Тут же быстро застёжку на латах блестящих он сдвинул, {215}
Сняв и пояс, и латы, изделье златых кузнецов.
Язву врач осмотрел от стрелы той, поранившей спину;
Выжал кровь, и, искусный, лекарствами всё осыпал;
Силу трав тех Хирон дружелюбный, с отцом их постигнул.
Так трудились вокруг Менелая друзья, всяк не ждал; {220}
Вдруг на них щитоносцев троянцев напали колонны;
И герои оружьем покрылись, и бой запылал.
Агамемнона, богу подобного, ты неохотным
Не увидишь; не дремлет, ни даже трепещет на брань;
И шаги, к прославляющей воинов схватке свободны. {225}
Он коней с колесницей поставил, закованных, в стан;
Их, храпящих, возница могучий отвёл недалёко, —
Эвримедон, сынок Птолемея Пирада, от ран.

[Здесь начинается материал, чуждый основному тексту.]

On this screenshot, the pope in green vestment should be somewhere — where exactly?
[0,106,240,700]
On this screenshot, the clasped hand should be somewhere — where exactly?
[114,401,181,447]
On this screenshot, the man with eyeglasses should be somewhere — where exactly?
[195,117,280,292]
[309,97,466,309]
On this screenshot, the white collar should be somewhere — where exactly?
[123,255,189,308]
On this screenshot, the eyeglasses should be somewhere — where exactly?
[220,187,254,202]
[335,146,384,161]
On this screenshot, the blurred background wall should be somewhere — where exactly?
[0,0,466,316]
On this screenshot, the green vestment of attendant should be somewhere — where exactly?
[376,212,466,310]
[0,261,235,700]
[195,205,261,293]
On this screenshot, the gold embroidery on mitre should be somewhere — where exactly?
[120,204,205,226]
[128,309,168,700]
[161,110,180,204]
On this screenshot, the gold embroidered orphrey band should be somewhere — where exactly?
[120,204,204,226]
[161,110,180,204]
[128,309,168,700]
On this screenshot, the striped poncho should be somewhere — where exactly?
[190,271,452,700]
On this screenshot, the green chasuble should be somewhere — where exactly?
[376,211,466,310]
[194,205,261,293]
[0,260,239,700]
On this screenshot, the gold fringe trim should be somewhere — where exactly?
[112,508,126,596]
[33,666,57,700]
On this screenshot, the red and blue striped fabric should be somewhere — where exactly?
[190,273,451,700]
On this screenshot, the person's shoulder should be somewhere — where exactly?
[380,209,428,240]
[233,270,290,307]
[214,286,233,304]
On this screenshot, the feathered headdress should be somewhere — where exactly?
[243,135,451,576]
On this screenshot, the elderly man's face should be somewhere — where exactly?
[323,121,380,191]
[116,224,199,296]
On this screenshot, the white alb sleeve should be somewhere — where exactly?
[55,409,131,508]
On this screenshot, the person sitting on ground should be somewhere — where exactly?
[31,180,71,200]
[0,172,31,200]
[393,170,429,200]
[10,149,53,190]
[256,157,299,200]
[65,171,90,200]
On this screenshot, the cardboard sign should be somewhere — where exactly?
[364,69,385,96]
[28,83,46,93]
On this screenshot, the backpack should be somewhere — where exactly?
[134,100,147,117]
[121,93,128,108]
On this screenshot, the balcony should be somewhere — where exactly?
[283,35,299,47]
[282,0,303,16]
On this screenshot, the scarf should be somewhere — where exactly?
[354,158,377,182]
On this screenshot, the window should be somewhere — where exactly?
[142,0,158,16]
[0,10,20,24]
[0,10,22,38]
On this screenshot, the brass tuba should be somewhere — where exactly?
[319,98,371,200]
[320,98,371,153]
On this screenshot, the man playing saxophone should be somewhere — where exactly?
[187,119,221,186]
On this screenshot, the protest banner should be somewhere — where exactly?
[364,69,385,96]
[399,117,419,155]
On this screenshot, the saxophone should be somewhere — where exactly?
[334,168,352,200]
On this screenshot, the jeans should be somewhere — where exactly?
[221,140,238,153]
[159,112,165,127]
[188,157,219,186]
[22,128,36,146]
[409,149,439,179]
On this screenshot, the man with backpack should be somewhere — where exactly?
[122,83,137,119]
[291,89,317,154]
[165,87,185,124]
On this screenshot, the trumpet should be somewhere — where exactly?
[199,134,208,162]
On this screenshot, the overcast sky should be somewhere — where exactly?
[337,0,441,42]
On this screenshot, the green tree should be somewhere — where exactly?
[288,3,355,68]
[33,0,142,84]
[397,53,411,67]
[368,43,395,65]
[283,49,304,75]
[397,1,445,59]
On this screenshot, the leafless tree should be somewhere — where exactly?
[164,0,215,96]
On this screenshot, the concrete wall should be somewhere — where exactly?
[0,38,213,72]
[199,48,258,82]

Близ держаться ему заповедал, на случай, – как только
Утомится трудом, обходящий и строящий рать. {230}
Устремившись пешком, проходил он ряды ратей многих,
Где, спешащий данайцев на бой быстроногих, призвать.
Дух и стойкость, представ, придавал возбудительной речью:
«О, аргивяне, ныне всем доблесть пора вспоминать!
Зевс-отец, небожитель, в коварствах не будет беречь нас; {235}
Первых, клятвы поправших, принёсших немало скорбей, —
Псам бродячим и воронам чёрным он снедь обеспечит.